Each row reads like the next CLI call: the verb is what the agent would issue, the label is in the quotes, the coordinates trail. An LLM picks a label and you hand it back to hs tap. The UI dump for the screen above is 3.3 KB / 729 tokens — versus Appium's page_source on the same screen at 22.3 KB / 5 762 tokens. About 8× fewer tokens, same agent decisions. (Full bench: An Android UI dump for LLMs.)

Where the time went¶

I took three things off the critical path.

1. The HTTP/WebDriver hop is gone. Handsets uses a length-prefixed binary protocol over adb forward:

host → device:   [u32 BE len][ascii: verb [k=v ...]]
device → host:   [u32 BE len][bytes]

A tap x=540 y=860 is one frame in, one frame out. No JSON parser, no HTTP headers, no session id. On a warm socket the round-trip is 2–3 ms.

2. The JVM stays warm. Most automation frameworks spawn or attach an instrumentation per session. Handsets pushes one small jar to the device (/data/local/tmp/hs.jar, a few hundred KB) and runs it under app_process with shell UID and hidden-API restrictions lifted. That process stays alive between calls. The first call is ~150 ms while the daemon spins up; every subsequent call is one binary round-trip.

3. Read-only state is mirrored to the host. "What's the top activity?", "What's the battery level?", "What's the screen size?" — those don't need a device round-trip at all. A small daemon on the host subscribes to a push stream of state changes and atomically rewrites ~/.handsets/state-<port>.json on each event. Reads are microseconds, not milliseconds.

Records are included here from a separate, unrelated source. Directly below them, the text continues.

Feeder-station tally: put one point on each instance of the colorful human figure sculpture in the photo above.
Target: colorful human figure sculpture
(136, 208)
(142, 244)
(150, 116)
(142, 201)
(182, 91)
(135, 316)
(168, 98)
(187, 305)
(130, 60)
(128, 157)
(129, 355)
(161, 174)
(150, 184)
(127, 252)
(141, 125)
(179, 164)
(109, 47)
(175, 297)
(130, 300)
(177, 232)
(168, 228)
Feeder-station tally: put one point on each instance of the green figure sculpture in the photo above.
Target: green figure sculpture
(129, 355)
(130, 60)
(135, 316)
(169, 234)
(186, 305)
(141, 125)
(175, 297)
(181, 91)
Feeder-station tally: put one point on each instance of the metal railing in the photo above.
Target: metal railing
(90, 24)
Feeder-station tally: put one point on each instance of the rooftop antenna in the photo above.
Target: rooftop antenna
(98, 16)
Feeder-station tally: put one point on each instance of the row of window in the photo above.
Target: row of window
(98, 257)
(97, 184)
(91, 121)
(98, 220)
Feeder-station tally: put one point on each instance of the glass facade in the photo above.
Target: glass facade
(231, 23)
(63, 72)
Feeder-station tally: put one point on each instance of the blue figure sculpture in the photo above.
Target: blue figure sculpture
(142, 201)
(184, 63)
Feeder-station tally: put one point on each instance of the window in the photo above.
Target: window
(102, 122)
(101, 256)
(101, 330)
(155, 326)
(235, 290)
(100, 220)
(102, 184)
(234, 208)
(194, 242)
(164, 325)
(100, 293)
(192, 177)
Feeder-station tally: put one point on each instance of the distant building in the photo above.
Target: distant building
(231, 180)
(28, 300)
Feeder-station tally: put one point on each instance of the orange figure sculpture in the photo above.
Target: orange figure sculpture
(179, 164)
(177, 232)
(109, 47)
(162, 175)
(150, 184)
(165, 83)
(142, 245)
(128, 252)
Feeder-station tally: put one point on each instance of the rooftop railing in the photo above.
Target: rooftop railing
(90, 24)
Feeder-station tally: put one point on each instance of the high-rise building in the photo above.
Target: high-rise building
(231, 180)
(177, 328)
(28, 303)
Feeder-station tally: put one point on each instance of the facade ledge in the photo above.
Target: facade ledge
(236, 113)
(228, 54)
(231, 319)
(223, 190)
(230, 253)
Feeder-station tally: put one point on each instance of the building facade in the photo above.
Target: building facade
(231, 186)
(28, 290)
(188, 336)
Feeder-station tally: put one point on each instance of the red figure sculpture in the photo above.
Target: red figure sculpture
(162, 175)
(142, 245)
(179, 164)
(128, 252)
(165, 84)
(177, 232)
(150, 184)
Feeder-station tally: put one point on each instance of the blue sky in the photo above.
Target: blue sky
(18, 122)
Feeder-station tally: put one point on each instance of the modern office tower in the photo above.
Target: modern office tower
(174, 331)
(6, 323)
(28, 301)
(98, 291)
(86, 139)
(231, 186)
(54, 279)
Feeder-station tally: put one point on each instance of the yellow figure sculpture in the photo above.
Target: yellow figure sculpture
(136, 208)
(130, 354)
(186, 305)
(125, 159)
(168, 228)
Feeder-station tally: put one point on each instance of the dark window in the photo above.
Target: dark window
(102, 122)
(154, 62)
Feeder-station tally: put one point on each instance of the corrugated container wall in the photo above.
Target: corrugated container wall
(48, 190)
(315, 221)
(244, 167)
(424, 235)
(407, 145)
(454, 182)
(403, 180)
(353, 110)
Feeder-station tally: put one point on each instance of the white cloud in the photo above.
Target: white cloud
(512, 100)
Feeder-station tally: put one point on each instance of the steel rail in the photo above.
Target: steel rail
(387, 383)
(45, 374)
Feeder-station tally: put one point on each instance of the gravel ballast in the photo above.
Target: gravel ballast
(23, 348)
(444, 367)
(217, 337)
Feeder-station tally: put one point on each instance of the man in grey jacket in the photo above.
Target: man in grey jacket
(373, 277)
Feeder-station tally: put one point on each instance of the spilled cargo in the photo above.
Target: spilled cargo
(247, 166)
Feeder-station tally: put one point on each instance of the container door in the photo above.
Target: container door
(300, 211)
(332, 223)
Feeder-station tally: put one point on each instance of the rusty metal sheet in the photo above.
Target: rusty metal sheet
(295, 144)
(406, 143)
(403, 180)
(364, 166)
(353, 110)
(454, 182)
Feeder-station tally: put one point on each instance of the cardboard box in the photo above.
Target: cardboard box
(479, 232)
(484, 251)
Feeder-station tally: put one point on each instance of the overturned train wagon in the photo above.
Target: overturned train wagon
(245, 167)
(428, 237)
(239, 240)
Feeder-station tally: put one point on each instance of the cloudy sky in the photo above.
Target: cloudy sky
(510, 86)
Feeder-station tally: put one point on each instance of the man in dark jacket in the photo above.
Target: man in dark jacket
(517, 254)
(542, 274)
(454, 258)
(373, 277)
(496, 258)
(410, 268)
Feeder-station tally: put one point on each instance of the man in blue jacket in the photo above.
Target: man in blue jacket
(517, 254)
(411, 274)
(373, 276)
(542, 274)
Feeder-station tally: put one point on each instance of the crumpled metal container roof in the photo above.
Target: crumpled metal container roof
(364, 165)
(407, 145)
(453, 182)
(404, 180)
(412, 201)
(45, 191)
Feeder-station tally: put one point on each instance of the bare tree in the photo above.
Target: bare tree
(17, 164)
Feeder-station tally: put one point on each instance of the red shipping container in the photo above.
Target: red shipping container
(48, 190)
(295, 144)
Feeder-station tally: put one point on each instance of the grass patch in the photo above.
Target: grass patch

Here is the resulting per-call comparison versus raw adb shell — the baseline most people are actually competing against:

hs show              0.21 µs   push-mirror local read
hs prop KEY          1.6 ms    vs adb shell getprop        46 ms    →  29×
hs show top          2.0 ms    vs dumpsys window | grep    86 ms    →  43×
hs see x.jpg         7.7 ms    vs adb exec-out screencap  705 ms    →  92×

Reproduce locally with hs bench -n 50; methodology in docs/benchmark.md.

The honest tradeoff¶

uiautomator2 and Appium ship things Handsets doesn't:

Recorders that watch a human and emit code.
pytest plugins, HTML reports, screenshot diffing.
Cross-platform test orchestration (Appium drives iOS too).
A huge community and a decade of Stack Overflow answers.

If you're writing a regression suite for a corporate test team, those things matter more than 50 ms per call. If you're driving an LLM agent loop, scripting RPA flows from bash, or running a tap-heavy workload where the framework's per-call cost dominates wall-clock time, the latency floor of UI Automator wrappers may be higher than your project can afford.

The code is on GitHub under MIT. pip install handsets for the Python SDK, curl … | bash for the CLI. macOS and Linux hosts. No root, no installed app on the phone, just adb on $PATH.

I'd love to hear what your bench shows.